The SORPs set out the required accounting and reporting by charities in the context of the new accounting framework introduced by Financial Reporting Standard (FRS) 102 applicable in the UK and Republic of Ireland for financial years beginning on or after 1 January 2015.  One SORP is targeted at those charities that adopt FRS 102 (“the FRS 102 SORP”) and the other is targeted at those charities that, depending on their size, can choose to adopt the Financial Reporting Standard for Smaller Entities (FRSSE) (“the FRSSE SORP”).  Each SORP reflects the different accounting treatments under the two standards.  Both SORPS are effective from financial years beginning on or after 1 January 2015 and have been developed after reflecting on feedback received on the original Exposure Draft issued in July 2013.

The SORPs have been created in a modular format containing a set of core ‘modules’ which apply to all charities and also a number of additional modules which will only apply to specific charities.  The Charity Commission and the OSCR have highlighted that charities will be able to customise the SORP according to their specific circumstances through an interactive website.  It is hoped that this modular format will help to better meet the needs of the preparers of charity accounts especially for smaller charities. 

Alongside the publication of the SORPs the Charity Commission and the OSCR have published guidance to help charities choose the right SORP to adopt.  Help sheets have been created that explain the main differences between the FRS 102 SORP and the FRSSE SORP and the criteria that must be met to be able to adopt the FRSSE SORP.  An indication is provided that the FRSSE standard is due to be reviewed in 2016 in light of the new EU Accounting Directive and this may mean that charities adopting the FRSSE now will have to change their accounting policies twice in succession due to the amendments. 

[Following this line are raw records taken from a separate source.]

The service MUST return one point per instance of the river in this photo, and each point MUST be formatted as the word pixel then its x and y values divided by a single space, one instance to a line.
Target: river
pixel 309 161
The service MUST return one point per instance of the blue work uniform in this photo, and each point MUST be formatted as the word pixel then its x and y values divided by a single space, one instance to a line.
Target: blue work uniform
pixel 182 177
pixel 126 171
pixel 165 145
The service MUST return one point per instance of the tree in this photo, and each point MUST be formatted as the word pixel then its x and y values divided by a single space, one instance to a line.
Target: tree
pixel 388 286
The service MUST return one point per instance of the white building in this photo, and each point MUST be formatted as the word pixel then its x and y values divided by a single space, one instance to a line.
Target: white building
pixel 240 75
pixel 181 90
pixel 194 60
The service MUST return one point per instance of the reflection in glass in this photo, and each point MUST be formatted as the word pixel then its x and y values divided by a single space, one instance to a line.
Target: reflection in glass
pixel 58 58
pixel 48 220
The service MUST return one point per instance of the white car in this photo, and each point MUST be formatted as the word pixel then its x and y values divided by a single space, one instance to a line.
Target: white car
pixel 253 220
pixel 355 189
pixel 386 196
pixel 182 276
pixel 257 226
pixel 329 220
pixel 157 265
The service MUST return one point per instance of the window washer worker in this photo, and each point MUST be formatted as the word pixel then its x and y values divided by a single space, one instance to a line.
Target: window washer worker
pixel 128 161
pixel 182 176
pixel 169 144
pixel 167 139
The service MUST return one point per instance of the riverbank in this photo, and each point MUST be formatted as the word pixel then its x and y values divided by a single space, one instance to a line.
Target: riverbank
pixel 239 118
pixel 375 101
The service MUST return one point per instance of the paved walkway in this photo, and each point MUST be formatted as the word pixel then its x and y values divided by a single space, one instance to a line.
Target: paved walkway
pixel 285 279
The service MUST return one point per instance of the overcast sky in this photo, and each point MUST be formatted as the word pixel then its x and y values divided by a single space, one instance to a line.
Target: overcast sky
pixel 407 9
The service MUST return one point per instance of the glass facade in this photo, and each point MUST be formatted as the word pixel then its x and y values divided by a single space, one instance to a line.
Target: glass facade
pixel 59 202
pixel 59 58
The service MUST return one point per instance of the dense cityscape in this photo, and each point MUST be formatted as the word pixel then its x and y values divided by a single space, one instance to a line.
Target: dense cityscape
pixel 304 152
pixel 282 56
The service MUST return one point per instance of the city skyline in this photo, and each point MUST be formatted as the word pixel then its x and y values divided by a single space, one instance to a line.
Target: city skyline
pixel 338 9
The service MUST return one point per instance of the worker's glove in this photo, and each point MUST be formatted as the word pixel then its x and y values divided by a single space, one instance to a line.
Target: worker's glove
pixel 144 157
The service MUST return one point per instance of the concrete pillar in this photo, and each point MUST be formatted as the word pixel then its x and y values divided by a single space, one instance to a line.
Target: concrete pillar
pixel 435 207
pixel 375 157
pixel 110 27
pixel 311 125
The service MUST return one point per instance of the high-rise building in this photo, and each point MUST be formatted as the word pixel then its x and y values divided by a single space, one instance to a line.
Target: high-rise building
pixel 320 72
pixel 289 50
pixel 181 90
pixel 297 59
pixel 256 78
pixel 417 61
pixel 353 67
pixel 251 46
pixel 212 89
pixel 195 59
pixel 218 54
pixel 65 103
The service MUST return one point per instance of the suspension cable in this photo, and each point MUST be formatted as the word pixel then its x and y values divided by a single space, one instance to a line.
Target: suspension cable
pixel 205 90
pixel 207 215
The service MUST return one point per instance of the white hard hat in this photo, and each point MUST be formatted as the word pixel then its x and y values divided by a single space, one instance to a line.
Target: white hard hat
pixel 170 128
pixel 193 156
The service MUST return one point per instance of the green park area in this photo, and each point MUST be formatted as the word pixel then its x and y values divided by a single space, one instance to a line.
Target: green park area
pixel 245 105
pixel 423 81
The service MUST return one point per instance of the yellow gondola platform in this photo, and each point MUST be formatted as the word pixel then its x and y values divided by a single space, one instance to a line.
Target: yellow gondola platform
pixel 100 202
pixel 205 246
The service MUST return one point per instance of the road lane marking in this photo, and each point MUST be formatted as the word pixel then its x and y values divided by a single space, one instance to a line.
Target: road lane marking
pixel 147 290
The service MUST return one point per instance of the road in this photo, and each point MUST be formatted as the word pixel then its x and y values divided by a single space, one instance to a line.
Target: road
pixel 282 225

The Charity Commission and the OSCR emphasise that “it is important to make the right choice” of accounting framework to adopt and advise that charities speak to their auditor, independent examiner or advising accounting to assist in choosing the standard that is best.  They comment that “although the two SORPS have the same structure and order of modules, the requirements differ significantly due to underlying differences in terminology, accounting policies and disclosures required by the FRSSE and FRS 102”.